Sitagliptin, an oral antihyperglycemic agent approved by the U.S. Food and Drug Administration (FDA) in 2006, is used for controlling blood sugars in patients with type 2 DM. It belongs to a class of drugs known as dipeptidyl peptidase-4 (DPP-4) inhibitors, which act by inhibiting the inactivation of GLP-1 and GIP by the DPP-4 enzyme. Increased levels of GLP-1 and GIP stimulate the glucose-dependent release of insulin and suppress glucagon secretion. This leads to lower glucose levels without the risk of inducing hypoglycemia and weight change, making it a safer alternative to sulfonylureas.5 Side effects commonly seen with sitagliptin include runny nose, sore throat, headache, back pain, joint or muscle pain, nausea, abdominal pain, diarrhea, constipation, and pancreatitis. Sitagliptin, like most DPP-4 inhibitors, is excreted by the kidney, requiring appropriate dose adjustments in patients with reduced kidney function.6 Low 25-hydroxyvitamin D [25(OH)D] levels have been independently associated with varying degrees of muscle-related adverse events such as myopathy and myalgias. There have also been case reports and cross-sectional studies linking an increased risk of statin-induced myopathy with low 25(OH)D.7 , 8

Sitagliptin is mostly (80%) excreted via the kidneys, and dose adjustments are recommended for patients with CKD.9 Statins, on the other hand, are mainly metabolized by hepatic cytochrome CYP450 enzymes, although they are also excreted by the kidney. Various mechanisms have been proposed for the interaction between the two medications, ranging from the effects of sitagliptin on renal excretion of statins to interaction at the level of hepatic metabolism.1 4

One case report of simvastatin-induced rhabdomyolysis in the presence of sitagliptin proposed that the nephrotoxicity of sitagliptin led to reduced renal excretion of simvastatin.2 This was based on a study showing that sitagliptin caused renal tubular necrosis and loss of renal parenchyma in rats.10 The case report noted that the serum concentration and terminal half-life of sitagliptin can be increased in kidney disease, possibly leading to increased serum concentration of the statin, and subsequently to dose-related muscle breakdown in the patient.

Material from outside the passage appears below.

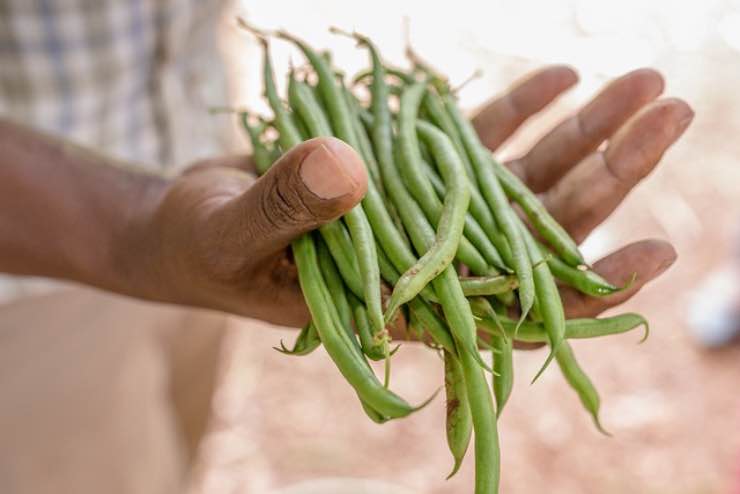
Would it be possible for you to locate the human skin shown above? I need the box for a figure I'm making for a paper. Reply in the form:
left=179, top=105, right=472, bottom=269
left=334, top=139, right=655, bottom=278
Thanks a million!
left=0, top=66, right=693, bottom=327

However, a clinical trial studying the effects of sitagliptin on the pharmacokinetics of simvastatin in 12 healthy human subjects 18–45 years of age, both men and women, showed no effect on the metabolism of simvastatin.11 The authors recommended no dose adjustment when simvastatin was co-administered with sitagliptin. Similarly, another study in 10 patients found no effects of simvastatin use on the pharmacokinetics of sitagliptin, and no dose adjustment was recommended for either drug.12

In one case report of rhabdomyolysis induced by lovastatin and sitagliptin, the authors suggested an interaction between the statin and sitagliptin at the level of CYP3A4 as the cause. They posited that because both are metabolized by CYP3A4, when co-administered, they may compete for the same enzyme, resulting in increased serum concentration of the statin, leading to statin-induced rhabdomyolysis.3 Two other case reports of rhabdomyolysis with atorvastatin and sitagliptin had similar suggestions, indicating that sitagliptin leads to increased serum concentration of atorvastatin through its effects on hepatic metabolism by CYP3A4 rather than on renal excretion.1 , 2 , 4 A comprehensive review of the literature suggests that atorvastatin and sitagliptin are not prone to pharmacokinetic drug–drug interactions, either separately or in a fixed-drug combination.13

Statins reported thus far to induce rhabdomyolysis in interaction with sitagliptin are lovastatin, atorvastatin, and simvastatin. These are all metabolized by hepatic CYP3A4. The link to cytochrome metabolism is further supported by the lack of any reported rhabdomyolysis14 caused by interaction of sitagliptin with statins that are not significantly metabolized by CYP3A4, such as pravastatin, rosuvastatin, pitavastatin, and fluvastatin.14

The other factor considered to contribute to the patient’s rhabdomyolysis was her low level of 25(OH)D. This was not fully investigated in previous case reports of sitagliptin and statins (Table 2). The 25(OH)D levels, which were likely chronically low, were probably a contributing factor to the rhabdomyolysis, but the sitagliptin was the direct precipitating factor.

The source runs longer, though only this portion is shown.